ミトコンドリア・イブという謎な女性の正体
「ミトコンドリア・イブ」という言葉を知ったのは映画と小説の「パラサイト・イブ」の時期だったと思う。たぶん詳しく知らない人も名前ぐらいは聞いたことあるでしょう。
だいたい映画とか小説とか漫画とかで出てくるミトコンドリア・イブは、「人類の祖先」とか「アフリカに住んでた」ぐらいの情報。ミトコンドリアってのを調べていくと人類の祖先が分かるっていうけど、それマジ!?なんで????という疑問を抱き続けて早15年ぐらい。
ここで疑問なのは、「人類の祖先が一人の女性に特定できる」っていうのがどういうことか。なんで特定できるんだろう。そもそも人は猿から進化したはずなのに、一人の突然変異の女性の人間が生まれて、その人が交配しまくって人間がここまで人口を増やしたってことなの?そんなすげーことってあるの??

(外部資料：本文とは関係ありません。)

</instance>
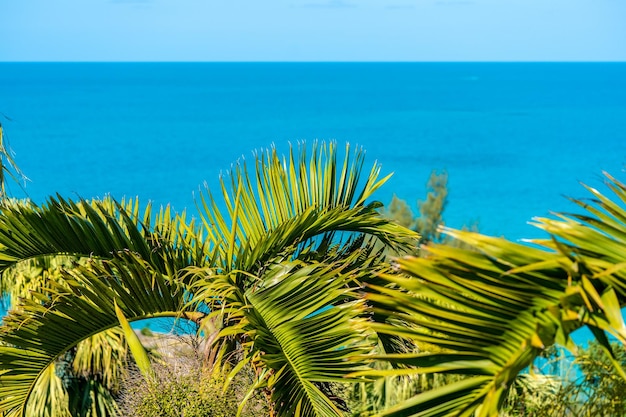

…というのが長年の疑問だったんだけど、前提が間違っていました。
分子進化の中立説に基づき、ミトコンドリアDNAの解析によって、人類最初の女性は誰かを探した研究者たちがいた。結局、その女性は、太古のアフリカに存在していたと結論付けられ、その女性を、創世記において神が創った初めてのヒトの女性・イヴになぞらえて、ミトコンドリア・イヴと名付けた。ただし、「人類最初の」と言ってもそれは「すべての人類はたった一人の女性からはじまった」ということではなく、「すべての人類は母方の家系をたどると、約15-30万年前に生きていた一人の女性にたどりつく」とするのが正確である。つまりこの研究では人類最初の女性を発見できたわけではなく、全人類に共通の祖先のうちの一人がアフリカにいたということを確認できたに過ぎない。
むむむ、ということは、人類の起源がたった一人の女性から始まるわけではないのか?
もっと詳しく書いてあるミトコンドリア・イブの項目には、以下のように書いてある。
しばしば誤解を受けるが、彼女は「同世代で唯一、現生人類に対し子孫を残すことができた女性」ではない。母方以外の系図を辿れば、彼女以外の同世代の女性に行き着くことも可能である(後段の「よくある誤解」を参照)。人類の出アフリカの時期を求める手掛かりのうち、年代特定が比較的容易なサンプルの一つであるという以外には、彼女は人類史に特別な意味や興味を占める人物ではない。
まじか!!
「特別な意味や興味を占める人物ではない」なのか!!
詳細を要約すると、以下のような感じ
- ミトコンドリアというものは、女性からしか遺伝しない。
- そのため、ある夫婦から男性が生まれた場合、その家系の(というかお母さんの)ミトコンドリアは後世に伝わらずに途切れる。
- 夫婦が子供を生む人数は限られ、男か女が生まれる確率は半々なので、たとえば100人の村(女性50人)があったとする。ある世代のミトコンドリアが50種類あった場合、それぞれの夫婦が2人ずつ子供を産んだら2年目には単純に50種類、3年目には25種類、4年目には12種類…というように、最初のミトコンドリアDNAは何世代目かで途切れてしまう。
- そうやって現代の人類も遡れば何世代目かである一人の母親に到達できる。
- つまり、ミトコンドリア・イブは「子・孫・その子孫に至るまで女性を途切れずに運良く生み続けることができた人」という以上の意味は無い。
ということらしいです。
まじかー。
ちなみに、Wikipediaによれば、「ラッキー・マザー」と呼び替える動きもあるようです。こっちの名前のほうが、全然しっくりくるし変な誤解を生まないですよね。